As we hiked on, there was relaxed talk about art and the coming winter, birds and children. We reached the overlook for a longer creative session. These gatherings aren’t meant to be lessons. Heather explained, “There is no teaching; it is all creating.”
Three people sat on the bench, while others leaned against trees or sat in the dry grass. I chose to write, and snuck glances at others’ artistic processes. One woman’s head bobbed up and down, as she transferred the information from her eye to her hand. Some worked in quiet concentration. Others chatted while their hands moved smoothly across the page. We shared a view, in the dusky light, of town, of smoke from burn piles clinging in tendrils to the base of Boundary Butte, and of darkening clouds above Icicle Ridge. But everyone drew and painted through a lens of unique perspective. When we shared our work, spreading journals on the bench, there were drawings in pencil and black ink, and watercolors. Incomplete, they were works in progress. It felt good to share, even my scribbled words. We valued the process more than the product.

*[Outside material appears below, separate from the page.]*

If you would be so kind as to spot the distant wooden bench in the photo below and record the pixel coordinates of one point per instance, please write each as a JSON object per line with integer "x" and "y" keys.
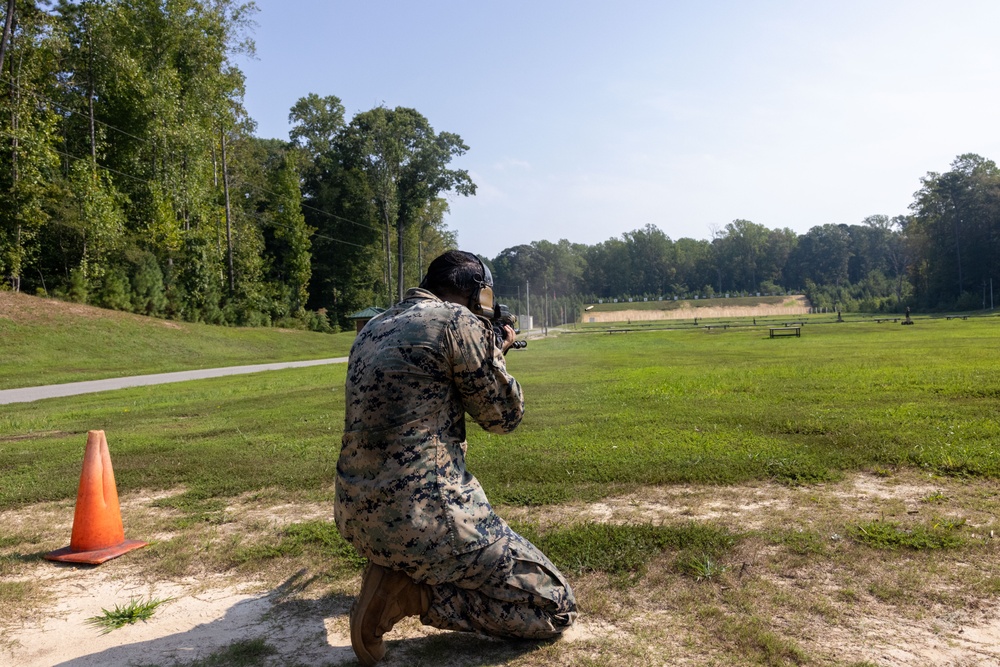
{"x": 786, "y": 331}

Heather and Amanda Gibbs told me how they founded these monthly gatherings. Heather said, “We were working on our Artists Bowls at Empty Bowls in 2011. We acknowledged how good it was to create and share together for a couple of hours. We said ‘Let’s keep it up!’ It was the last Tuesday of January. So we decided to call ourselves the Last Tuesday Artists, and that would help us remember when to meet.”
The concept took off, because they haven’t missed a month, though they intentionally skip November and December due to the holidays. Each year begins anew with “Drawn to Bowls” at the Empty Bowls painting days in January. Attendance ranges from four to fourteen people, but there are over 100 people on the email list. Some participants have traveled from Wenatchee or Plain. Artis supports the group by advertising and also hosting some sessions.
As I learned, it’s not just for professionals. Heather said, “It depends on the subject matter. More serious artists will come for “Drawn to Figures.” Whereas “Drawn to Hiking” might attract fewer professionals and more interested newcomers.” Amanda added, “I think some professional artists hold out for a few they really like, and other people make it most of the time for art and social reasons.” Even kids can come, with an adult. Generally the kids are over 13 years old, but Heather emphasized, “We are easy and inclusive.”
Intimidation due to artistic experience should not keep budding artists away. Amanda said, “We are here to play, make art, and socialize. If that sounds like fun to you, then come and be a part of it. Intimidated? Well, nobody’s been bitten yet so there’s no pain involved.”
- January 26th, 2016 – Drawn To Bowls from 5 to 8:00 pm at Sleeping Lady for the Empty Bowls Festival. Leader is Amanda Gibbs or Heather Murphy.
- February 23rd – Drawn To Figures from 6:00 to 8:00 pm at Artis Studio (model has not be confirmed). Leader is Heather Murphy or Amanda Gibbs for beginning exercise.
- March 29th – Drawn To Abstracts from 6 to 8:00 pm at either Grunewald Guild or Artis Studio. Leader is Adele Caemerer for beginning exercise.